Data Pipeline to Cloud
Build an automated pipeline that scrapes web data on a schedule, extracts structured fields with AI, and exports everything to Amazon S3 for downstream analysis.
Prerequisites
Overview
A typical web data pipeline has five stages: collect raw pages, extract structured fields, store the output, schedule it to repeat, and monitor for failures. This tutorial wires all five together using AlterLab APIs so the pipeline runs hands-free.
By the end you will have a cron-scheduled batch scrape that extracts structured product data from multiple URLs, pushes JSONL files to S3 after every run, and pings a webhook if anything fails.
Step 1: Configure Cloud Storage
First, register your S3 bucket with AlterLab. The platform validates write access by uploading and deleting a small test file, then encrypts your credentials at rest.
import requests
API_KEY = "YOUR_API_KEY"
BASE = "https://api.alterlab.io/api/v1"
# Register an S3 storage integration
resp = requests.post(
f"{BASE}/integrations/storage",
headers={"X-API-Key": API_KEY},
json={
"provider": "s3",
"name": "pipeline-bucket",
"bucket": "my-data-pipeline",
"region": "us-east-1",
"prefix": "scraping/raw/",
"credentials": {
"access_key_id": "AKIAIOSFODNN7EXAMPLE",
"secret_access_key": "wJalrXUtnFEMI/K7MDENG/bPxRfiCYEXAMPLE"
}
}
)
integration = resp.json()
integration_id = integration["id"]
print(f"Storage integration created: {integration_id}")S3-Compatible Stores
endpoint_url field inside credentials. See the Cloud Storage guide for provider-specific examples.After creating the integration, test the connection to make sure AlterLab can write to your bucket:
# Test the connection
test = requests.post(
f"{BASE}/integrations/storage/{integration_id}/test",
headers={"X-API-Key": API_KEY}
)
print(test.json())
# {"status": "ok", "message": "Successfully wrote and deleted test file"}Step 2: Define an Extraction Schema
An extraction schema tells AlterLab which fields to pull from each page. This is the “transform” step of your pipeline.

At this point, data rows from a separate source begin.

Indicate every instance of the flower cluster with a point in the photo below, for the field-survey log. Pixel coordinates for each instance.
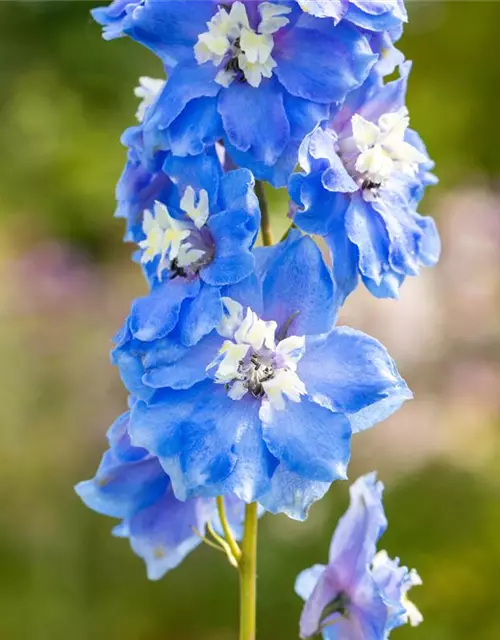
(243, 389)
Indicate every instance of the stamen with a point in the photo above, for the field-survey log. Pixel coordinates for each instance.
(232, 44)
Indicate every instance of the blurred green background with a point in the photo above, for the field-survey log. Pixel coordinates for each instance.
(65, 285)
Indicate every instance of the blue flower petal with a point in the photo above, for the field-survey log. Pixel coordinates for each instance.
(186, 371)
(200, 315)
(195, 439)
(365, 228)
(170, 29)
(119, 489)
(163, 534)
(345, 259)
(430, 243)
(291, 494)
(312, 441)
(350, 372)
(155, 315)
(197, 128)
(255, 119)
(322, 66)
(298, 289)
(187, 82)
(199, 172)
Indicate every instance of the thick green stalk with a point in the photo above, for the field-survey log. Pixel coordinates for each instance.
(247, 562)
(248, 575)
(265, 220)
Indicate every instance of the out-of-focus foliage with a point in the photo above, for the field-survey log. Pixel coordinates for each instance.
(66, 282)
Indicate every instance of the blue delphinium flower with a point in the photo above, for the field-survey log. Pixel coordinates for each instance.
(265, 405)
(363, 178)
(195, 227)
(360, 594)
(131, 485)
(258, 75)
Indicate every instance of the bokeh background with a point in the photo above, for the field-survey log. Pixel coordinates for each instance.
(65, 285)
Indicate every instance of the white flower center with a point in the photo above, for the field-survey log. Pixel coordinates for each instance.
(148, 90)
(250, 361)
(375, 152)
(180, 244)
(233, 45)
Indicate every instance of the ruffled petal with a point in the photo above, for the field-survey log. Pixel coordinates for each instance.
(365, 228)
(335, 9)
(187, 82)
(164, 533)
(195, 434)
(298, 289)
(156, 315)
(322, 66)
(345, 260)
(170, 29)
(196, 128)
(119, 488)
(186, 371)
(291, 494)
(255, 120)
(312, 441)
(200, 316)
(350, 372)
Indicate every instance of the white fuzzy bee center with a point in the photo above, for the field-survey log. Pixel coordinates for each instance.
(179, 242)
(250, 361)
(233, 45)
(375, 151)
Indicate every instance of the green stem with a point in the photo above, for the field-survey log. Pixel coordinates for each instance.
(228, 534)
(247, 562)
(248, 574)
(265, 220)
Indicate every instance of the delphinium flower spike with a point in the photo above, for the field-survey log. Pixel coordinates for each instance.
(245, 394)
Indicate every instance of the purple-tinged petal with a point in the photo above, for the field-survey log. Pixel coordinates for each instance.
(291, 494)
(298, 289)
(186, 371)
(255, 119)
(312, 441)
(155, 315)
(200, 315)
(350, 372)
(322, 66)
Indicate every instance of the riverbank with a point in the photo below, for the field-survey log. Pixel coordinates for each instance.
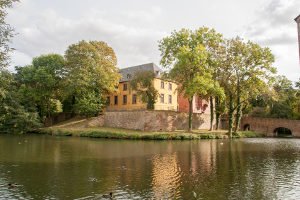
(116, 133)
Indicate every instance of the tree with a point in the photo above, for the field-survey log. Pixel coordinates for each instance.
(42, 82)
(188, 55)
(247, 69)
(15, 117)
(142, 83)
(91, 74)
(6, 33)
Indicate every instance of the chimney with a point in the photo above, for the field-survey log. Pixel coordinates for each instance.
(297, 19)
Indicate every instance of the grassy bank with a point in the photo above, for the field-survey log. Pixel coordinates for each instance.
(116, 133)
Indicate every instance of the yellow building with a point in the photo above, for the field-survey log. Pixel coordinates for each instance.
(126, 99)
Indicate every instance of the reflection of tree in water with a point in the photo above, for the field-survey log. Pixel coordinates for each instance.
(166, 178)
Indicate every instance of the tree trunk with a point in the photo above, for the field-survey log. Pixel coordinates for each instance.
(230, 116)
(211, 102)
(238, 115)
(238, 108)
(218, 112)
(190, 114)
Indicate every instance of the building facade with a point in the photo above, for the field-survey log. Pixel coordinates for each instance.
(124, 98)
(200, 106)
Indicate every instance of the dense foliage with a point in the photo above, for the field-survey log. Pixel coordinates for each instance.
(91, 74)
(233, 72)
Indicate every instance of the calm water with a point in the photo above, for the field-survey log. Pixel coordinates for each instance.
(45, 167)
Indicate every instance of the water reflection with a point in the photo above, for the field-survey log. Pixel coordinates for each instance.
(72, 168)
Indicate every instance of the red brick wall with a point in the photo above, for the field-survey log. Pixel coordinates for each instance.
(268, 125)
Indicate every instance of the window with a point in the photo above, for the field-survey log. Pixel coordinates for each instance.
(124, 99)
(108, 101)
(162, 98)
(116, 100)
(125, 87)
(170, 99)
(162, 85)
(134, 99)
(170, 86)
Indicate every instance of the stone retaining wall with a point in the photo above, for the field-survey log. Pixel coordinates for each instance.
(154, 120)
(269, 125)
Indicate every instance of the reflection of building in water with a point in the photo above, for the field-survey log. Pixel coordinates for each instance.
(201, 158)
(166, 176)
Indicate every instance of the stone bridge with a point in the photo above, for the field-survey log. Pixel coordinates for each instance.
(270, 126)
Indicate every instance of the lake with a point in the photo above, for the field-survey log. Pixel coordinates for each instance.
(48, 167)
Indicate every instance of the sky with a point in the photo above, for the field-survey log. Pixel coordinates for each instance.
(134, 27)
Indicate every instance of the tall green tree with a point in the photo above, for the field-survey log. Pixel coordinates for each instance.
(14, 116)
(43, 83)
(91, 74)
(188, 55)
(247, 69)
(143, 84)
(6, 33)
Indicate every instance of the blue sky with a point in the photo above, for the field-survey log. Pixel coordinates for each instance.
(133, 27)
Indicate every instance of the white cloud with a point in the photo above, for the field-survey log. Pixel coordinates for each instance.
(275, 27)
(133, 27)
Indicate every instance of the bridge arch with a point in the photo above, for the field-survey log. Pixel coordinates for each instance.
(246, 127)
(282, 132)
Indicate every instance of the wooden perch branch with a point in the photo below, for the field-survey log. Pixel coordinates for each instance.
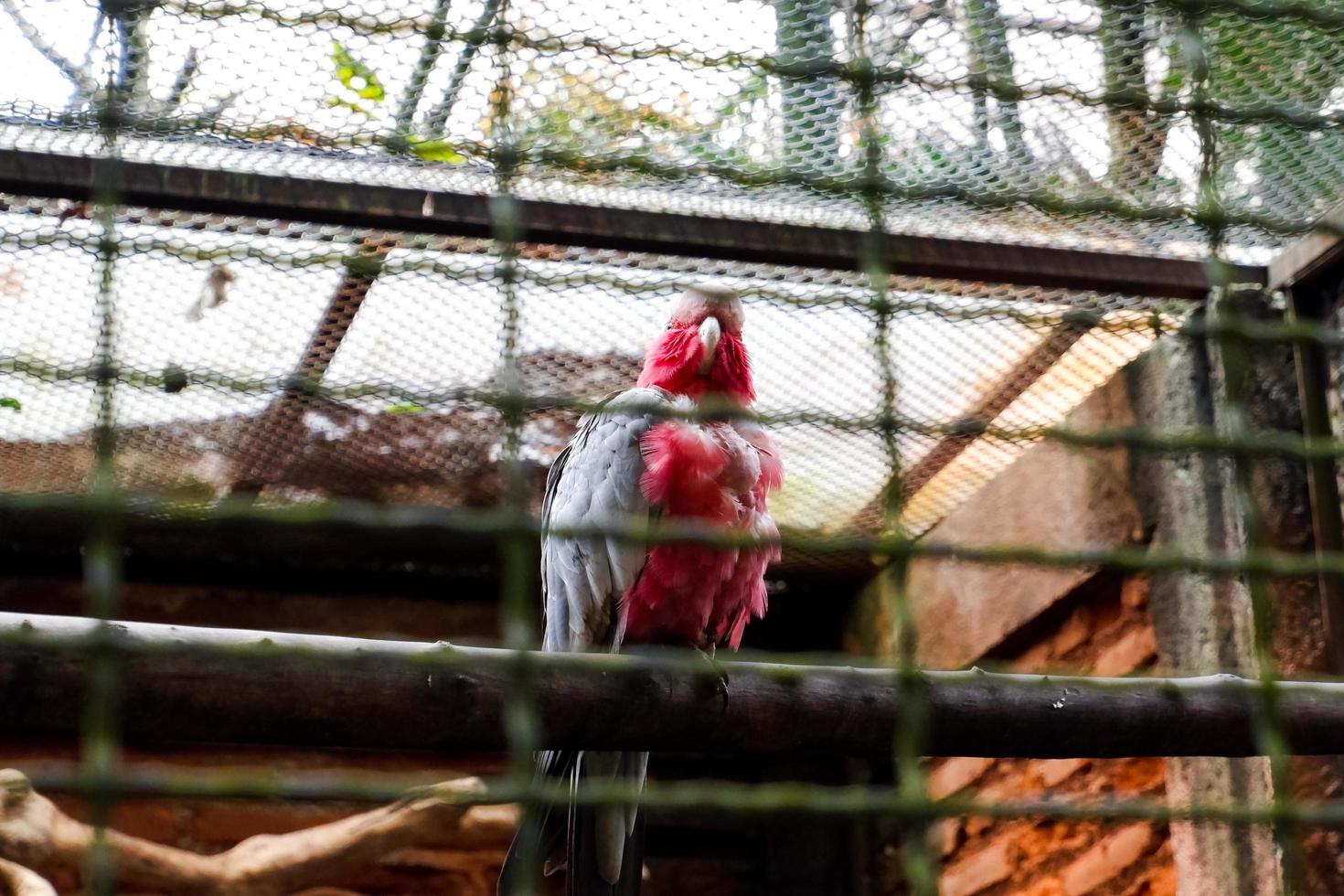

AlterLab uses AI to extract the fields you describe, so you do not need to write CSS selectors or XPath.
# Define the schema for product pages
product_schema = {
"type": "object",
"properties": {
"product_name": {
"type": "string",
"description": "Full product name or title"
},
"price": {
"type": "number",
"description": "Current selling price as a number"
},
"currency": {
"type": "string",
"description": "ISO 4217 currency code (USD, EUR, GBP)"
},
"in_stock": {
"type": "boolean",
"description": "Whether the product is currently in stock"
},
"rating": {
"type": "number",
"description": "Average customer rating out of 5"
},
"review_count": {
"type": "integer",
"description": "Total number of customer reviews"
}
},
"required": ["product_name", "price", "currency"]
}Schema Tip
description to every field. AlterLab's AI extraction uses these descriptions to locate the right data on the page, even when the HTML structure varies between sites. See the Structured Extraction tutorial for advanced schema patterns.Step 3: Create a Scheduled Batch Scrape
Now combine the extraction schema with a batch of URLs and a cron schedule. AlterLab will scrape all the URLs on each run, extract structured data using your schema, and deliver the results.
# Target URLs for the pipeline
urls = [
"https://example.com/products/widget-a",
"https://example.com/products/widget-b",
"https://example.com/products/widget-c",
"https://store.example.com/gadget-pro",
"https://store.example.com/gadget-lite",
]
# Create a scheduled batch scrape
schedule = requests.post(
f"{BASE}/schedules",
headers={"X-API-Key": API_KEY},
json={
"name": "product-data-pipeline",
"cron": "0 6 * * *", # Every day at 06:00 UTC
"timezone": "UTC",
"batch": {
"urls": [{"url": u} for u in urls],
"formats": ["json"],
"extraction_schema": product_schema,
}
}
)
schedule_data = schedule.json()
schedule_id = schedule_data["id"]
print(f"Schedule created: {schedule_id}")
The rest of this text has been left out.